Like Jefferson, he’s a solid but not flashy receiver who Franks can count on to be in the right place at the right time and catch almost everything thrown at him. He’s one of the hardest-working players on the team and someone the younger players look to for leadership.
He’s sure-handed and has a knack for the big play, as he demonstrated with a 65-yard touchdown catch against Tennessee and a 36-yarder against Georgia. He’ll also be in the mix to return punts again this season. He ran back a punt 85 yards for a score last season.
He was the Gators’ leading receiver in 2017, but he only caught 18 passes for 212 yards and three scores in 2018 before breaking his collarbone at Florida State. He’s fully recovered from that injury, and he looks bigger than he did last year.
One thing we know from the open portions of practice is that he’ll start plays lined up outside or in the slot; where he finishes them will be anyone’s guess. The electrifying and unpredictable Toney has apparently improved enough as a wide receiver to earn Mullen’s trust to award him the coveted No. 1 jersey. He’ll also line up at quarterback and running back from time to time. Expect a much larger role for him this season.
At 6-foot-7 and 329 pounds, he’s absolutely gigantic. The Gators need him to live up to his name and be a stonewall on Franks’ blindside. He drew praise from coach John Hevesy in camp for stepping up a leader for the younger players behind him.
He looks the most physically ready of the true freshmen and redshirt freshmen linemen. He should be the very important swing tackle that John Hevesy likes to have.
He’s made it through camp healthy so far, and the Gators need that to continue. A bruising run-blocker, he’s their best offensive linemen. He should give the Gators an All-SEC candidate. He can also play right guard and center if needed.
When he arrived on campus about seven months ago, he was in no shape to play SEC football, as he weighed nearly 400 pounds. After changing his diet and working hard in the weight room over the summer with Nick Savage, he’s down to 337 pounds now, according to Hevesy. Now he can focus on improving his technique and the mental parts of the position.
He’s the only returning starter from last season’s unit. He’s a bit undersized and he won’t wow any scouts with his measurables or athleticism, but the Gators can count on him to do his job correctly and keep the middle of the pocket clean.
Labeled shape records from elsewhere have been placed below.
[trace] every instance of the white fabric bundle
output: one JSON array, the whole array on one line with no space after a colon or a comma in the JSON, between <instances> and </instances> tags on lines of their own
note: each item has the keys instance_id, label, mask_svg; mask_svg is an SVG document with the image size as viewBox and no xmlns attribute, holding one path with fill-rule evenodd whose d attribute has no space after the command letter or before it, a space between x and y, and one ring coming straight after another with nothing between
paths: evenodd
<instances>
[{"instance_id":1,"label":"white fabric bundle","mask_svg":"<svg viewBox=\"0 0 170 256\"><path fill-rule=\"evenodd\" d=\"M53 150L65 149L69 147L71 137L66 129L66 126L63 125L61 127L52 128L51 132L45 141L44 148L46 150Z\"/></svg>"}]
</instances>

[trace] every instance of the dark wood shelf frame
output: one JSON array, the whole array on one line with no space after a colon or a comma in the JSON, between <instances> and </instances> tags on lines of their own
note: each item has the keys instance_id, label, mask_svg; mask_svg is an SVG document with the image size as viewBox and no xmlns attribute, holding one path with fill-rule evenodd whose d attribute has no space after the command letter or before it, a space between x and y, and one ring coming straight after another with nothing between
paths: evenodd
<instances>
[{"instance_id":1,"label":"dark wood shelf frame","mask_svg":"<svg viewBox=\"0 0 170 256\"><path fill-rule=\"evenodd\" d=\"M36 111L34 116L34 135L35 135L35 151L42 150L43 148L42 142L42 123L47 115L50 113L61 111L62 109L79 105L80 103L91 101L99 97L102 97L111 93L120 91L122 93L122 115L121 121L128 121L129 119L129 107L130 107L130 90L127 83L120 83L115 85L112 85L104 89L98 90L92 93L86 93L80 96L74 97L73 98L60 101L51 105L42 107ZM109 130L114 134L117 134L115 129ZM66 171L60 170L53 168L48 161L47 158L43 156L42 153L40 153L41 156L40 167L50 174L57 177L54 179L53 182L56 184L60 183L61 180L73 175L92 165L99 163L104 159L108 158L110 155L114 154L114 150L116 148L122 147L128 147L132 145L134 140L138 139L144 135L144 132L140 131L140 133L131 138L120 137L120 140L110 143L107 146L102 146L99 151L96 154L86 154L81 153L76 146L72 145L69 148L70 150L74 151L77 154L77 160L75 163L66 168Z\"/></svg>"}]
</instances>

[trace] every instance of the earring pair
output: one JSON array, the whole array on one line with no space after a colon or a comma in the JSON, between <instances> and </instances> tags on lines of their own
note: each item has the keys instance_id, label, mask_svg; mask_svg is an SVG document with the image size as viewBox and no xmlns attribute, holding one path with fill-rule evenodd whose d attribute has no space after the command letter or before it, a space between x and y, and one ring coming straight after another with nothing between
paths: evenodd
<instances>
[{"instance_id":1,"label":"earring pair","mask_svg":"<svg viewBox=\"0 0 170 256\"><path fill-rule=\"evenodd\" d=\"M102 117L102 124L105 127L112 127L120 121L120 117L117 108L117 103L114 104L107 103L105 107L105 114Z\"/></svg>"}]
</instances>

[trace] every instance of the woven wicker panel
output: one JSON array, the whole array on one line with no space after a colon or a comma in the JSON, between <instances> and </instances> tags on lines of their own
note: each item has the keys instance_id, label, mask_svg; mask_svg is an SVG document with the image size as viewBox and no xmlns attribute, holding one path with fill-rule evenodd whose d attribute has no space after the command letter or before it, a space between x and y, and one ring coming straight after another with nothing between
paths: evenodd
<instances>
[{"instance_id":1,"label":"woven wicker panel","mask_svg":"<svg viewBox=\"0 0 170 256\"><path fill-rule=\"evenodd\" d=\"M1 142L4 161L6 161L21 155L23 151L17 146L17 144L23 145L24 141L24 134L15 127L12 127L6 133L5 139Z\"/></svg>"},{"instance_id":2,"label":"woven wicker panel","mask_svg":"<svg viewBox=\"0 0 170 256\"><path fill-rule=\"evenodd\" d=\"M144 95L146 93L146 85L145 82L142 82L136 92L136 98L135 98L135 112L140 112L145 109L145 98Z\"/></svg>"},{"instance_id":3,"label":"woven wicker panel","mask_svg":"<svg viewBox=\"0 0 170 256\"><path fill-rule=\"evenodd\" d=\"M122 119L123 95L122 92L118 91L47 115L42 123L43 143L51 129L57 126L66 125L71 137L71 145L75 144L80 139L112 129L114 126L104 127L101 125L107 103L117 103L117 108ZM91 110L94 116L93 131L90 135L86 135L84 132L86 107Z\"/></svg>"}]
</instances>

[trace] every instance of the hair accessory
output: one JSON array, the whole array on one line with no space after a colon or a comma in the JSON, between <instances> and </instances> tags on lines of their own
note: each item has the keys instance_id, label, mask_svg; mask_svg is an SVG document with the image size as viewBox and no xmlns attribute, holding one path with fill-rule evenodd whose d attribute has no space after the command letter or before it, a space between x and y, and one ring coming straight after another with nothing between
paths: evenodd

He’s great at communicating calls to his fellow linemen. UF needed him to step up as a leader, and it appears that he has.
Tanner Rowell, who was recently awarded a scholarship, has been in the mix at second team center, but Eguakun has gotten more of the reps that we have seen. He earned the backup job largely because he’s the only one of the freshmen with experience playing center in high school. He’s a bit undersized at 294 pounds.
Teammate Jean Delance said Bleich is very strong and doesn’t even know how good he can be. If he ever figures it out, look out. He has ideal size for the position at 6-foot-6 and 330 pounds. After redshirting last season, he looks ready to take on the grind of the SEC.
He might be the biggest mystery on the entire team. He transferred to UF from Iowa Western College prior to the 2018 season. He played in 12 games as a reserve. He suffered an epileptic episode during bowl practices and missed spring practice, and it was unknown if he would ever play again. He returned at the start of fall camp but it is unknown at this time if he is fully recovered.
He was a top-120 overall prospect when he signed with Texas out of high school. He’s in his third season at UF, and he’s hoping to finally live up to the lofty ranking. He can also play left tackle.
He was a top-300 recruit in the class of 2017, and he’s practiced at both tackle and guard for the Gators this fall. He’s played in just two games in his career, but his versatility should allow him to carve out a role as a key reserve this season.